Naar de inhoud

Onjuiste datering van notariële akte

Ter gelegenheid van de scheiding en deling van de nalatenschap van klagers tante waren op 5 maart 1991 alle erfgenamen op het notariskantoor aanwezig.

Nadat nog enige kleine wijzigingen in de voorliggende concept-akte waren aangebracht werd de akte van scheiding en deling vervolgens op die dag gepasseerd.

De akte werd op 11 maart 1991 in het repertorium ingeschreven onder vermelding van 5 maart 1991 als datum van verlijden. De akte zelf vermeldt als datum van passeren echter 6 maart 1991.

In beroep stelt klager dat sprake is van zodanige malversatie in de akte dat de notaris heeft gehandeld in strijd met de eer en de waardigheid van het ambt, dat hij financieel benadeeld is en dat een schadevergoeding toewijsbaar is.

De notaris erkent de misslag die zijns inziens een gevolg is van een vergissing, doch meent dat van enige schending van de belangen van klager geen sprake is.

Het Hof oordeelt als volgt:

De klacht is feitelijk juist: de datum in de akte vermeld, is fout.
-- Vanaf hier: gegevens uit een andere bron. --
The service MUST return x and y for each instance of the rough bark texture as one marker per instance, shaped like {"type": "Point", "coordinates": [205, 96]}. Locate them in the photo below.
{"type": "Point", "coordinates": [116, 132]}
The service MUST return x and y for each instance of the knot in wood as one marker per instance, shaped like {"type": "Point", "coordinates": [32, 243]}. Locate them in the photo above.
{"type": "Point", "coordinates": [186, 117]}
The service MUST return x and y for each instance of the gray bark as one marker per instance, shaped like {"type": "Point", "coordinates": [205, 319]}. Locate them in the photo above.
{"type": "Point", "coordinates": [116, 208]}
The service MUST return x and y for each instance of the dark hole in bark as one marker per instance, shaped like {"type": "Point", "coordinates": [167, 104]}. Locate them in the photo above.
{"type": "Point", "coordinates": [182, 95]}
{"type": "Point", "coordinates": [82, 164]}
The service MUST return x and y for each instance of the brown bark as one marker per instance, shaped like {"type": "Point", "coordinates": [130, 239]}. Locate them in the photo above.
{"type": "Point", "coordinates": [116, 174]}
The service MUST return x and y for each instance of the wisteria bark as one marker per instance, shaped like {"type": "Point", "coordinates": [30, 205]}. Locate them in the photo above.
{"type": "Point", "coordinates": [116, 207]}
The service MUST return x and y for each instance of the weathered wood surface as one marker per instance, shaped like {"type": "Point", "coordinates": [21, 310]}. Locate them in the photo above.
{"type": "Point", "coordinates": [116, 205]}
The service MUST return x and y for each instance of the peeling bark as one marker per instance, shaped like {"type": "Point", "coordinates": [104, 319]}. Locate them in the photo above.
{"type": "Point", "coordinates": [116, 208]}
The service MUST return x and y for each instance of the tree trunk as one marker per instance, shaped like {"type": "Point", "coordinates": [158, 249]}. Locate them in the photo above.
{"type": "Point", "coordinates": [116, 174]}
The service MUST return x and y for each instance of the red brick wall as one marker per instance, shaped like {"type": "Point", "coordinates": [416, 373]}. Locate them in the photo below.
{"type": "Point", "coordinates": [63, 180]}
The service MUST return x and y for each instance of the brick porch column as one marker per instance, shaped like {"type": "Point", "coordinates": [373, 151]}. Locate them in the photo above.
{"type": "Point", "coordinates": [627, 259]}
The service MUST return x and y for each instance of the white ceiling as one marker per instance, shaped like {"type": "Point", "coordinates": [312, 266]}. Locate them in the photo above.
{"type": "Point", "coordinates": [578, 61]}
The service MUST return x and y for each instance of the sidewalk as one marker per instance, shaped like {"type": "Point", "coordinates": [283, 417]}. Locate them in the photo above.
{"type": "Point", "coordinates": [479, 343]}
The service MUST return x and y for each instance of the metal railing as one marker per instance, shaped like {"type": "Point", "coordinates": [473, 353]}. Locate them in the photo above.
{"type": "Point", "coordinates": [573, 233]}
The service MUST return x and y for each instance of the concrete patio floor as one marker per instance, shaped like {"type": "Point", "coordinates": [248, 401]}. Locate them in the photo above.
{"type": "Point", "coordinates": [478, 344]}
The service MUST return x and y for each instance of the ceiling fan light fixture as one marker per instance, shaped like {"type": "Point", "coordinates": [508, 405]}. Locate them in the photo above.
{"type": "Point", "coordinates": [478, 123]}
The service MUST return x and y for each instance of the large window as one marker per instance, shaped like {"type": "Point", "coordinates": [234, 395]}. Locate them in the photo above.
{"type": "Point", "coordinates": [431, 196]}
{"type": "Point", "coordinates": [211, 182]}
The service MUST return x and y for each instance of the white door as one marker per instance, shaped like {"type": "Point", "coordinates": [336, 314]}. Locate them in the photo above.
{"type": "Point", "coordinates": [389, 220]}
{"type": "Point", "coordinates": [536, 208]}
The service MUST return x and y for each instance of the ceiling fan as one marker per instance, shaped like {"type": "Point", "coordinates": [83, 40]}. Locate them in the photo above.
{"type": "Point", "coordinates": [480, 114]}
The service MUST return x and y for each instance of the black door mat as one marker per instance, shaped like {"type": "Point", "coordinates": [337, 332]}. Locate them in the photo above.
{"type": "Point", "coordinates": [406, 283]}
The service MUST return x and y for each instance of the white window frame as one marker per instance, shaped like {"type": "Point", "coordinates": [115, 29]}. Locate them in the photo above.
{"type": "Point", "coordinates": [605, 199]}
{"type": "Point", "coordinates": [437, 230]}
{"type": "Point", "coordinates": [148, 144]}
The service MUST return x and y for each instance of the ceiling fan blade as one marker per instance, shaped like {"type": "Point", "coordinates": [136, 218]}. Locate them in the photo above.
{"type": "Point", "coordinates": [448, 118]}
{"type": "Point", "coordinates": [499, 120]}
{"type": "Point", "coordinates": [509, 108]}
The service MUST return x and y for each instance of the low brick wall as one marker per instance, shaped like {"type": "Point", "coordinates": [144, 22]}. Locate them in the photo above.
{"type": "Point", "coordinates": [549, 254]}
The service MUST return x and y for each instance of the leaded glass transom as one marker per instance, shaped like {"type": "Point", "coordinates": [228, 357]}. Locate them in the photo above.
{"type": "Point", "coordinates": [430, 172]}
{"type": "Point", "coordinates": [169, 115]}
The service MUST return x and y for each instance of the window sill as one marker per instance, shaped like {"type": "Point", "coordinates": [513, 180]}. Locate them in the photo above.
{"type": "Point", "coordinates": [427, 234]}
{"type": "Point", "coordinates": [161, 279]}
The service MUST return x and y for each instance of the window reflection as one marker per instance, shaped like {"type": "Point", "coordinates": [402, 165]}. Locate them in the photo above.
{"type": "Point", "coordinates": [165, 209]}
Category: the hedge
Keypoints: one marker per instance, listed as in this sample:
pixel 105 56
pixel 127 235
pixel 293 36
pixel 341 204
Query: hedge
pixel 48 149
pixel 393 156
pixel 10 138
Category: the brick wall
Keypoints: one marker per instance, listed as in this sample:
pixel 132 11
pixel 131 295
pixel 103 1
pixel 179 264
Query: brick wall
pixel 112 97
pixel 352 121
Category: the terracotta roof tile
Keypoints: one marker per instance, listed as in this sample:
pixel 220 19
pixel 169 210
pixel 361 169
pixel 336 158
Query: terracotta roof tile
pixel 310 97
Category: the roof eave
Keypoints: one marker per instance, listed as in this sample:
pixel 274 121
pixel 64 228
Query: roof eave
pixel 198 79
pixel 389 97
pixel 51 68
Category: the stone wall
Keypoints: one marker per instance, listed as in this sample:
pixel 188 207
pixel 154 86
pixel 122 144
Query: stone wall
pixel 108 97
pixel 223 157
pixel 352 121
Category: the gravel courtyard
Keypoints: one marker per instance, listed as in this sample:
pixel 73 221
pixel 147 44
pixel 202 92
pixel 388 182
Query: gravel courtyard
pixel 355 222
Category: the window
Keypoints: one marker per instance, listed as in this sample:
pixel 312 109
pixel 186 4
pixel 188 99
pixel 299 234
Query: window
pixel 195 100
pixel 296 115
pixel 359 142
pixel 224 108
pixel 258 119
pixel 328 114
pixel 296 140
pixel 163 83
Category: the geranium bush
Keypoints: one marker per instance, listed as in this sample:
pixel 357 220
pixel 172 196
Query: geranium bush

Een dergelijke fout - die voor verantwoordelijkheid van de notaris komt - kan ernstige gevolgen hebben doordat de akte authenticiteit mist. Het Hof neemt aan dat de notaris passende maatregelen neemt om tot herstel van de fout te komen.

In het kader van deze tuchtrechtelijke procedure kan niet worden overgegaan tot het toekennen van een schadevergoeding. Van enige schade is overigens geen sprake.

Van door klager gesuggereerde kwade trouw van de notaris is in het geheel niet gebleken.

De klacht is gegrond, doch voor het opleggen van een maatregel is geen goede grond aanwezig.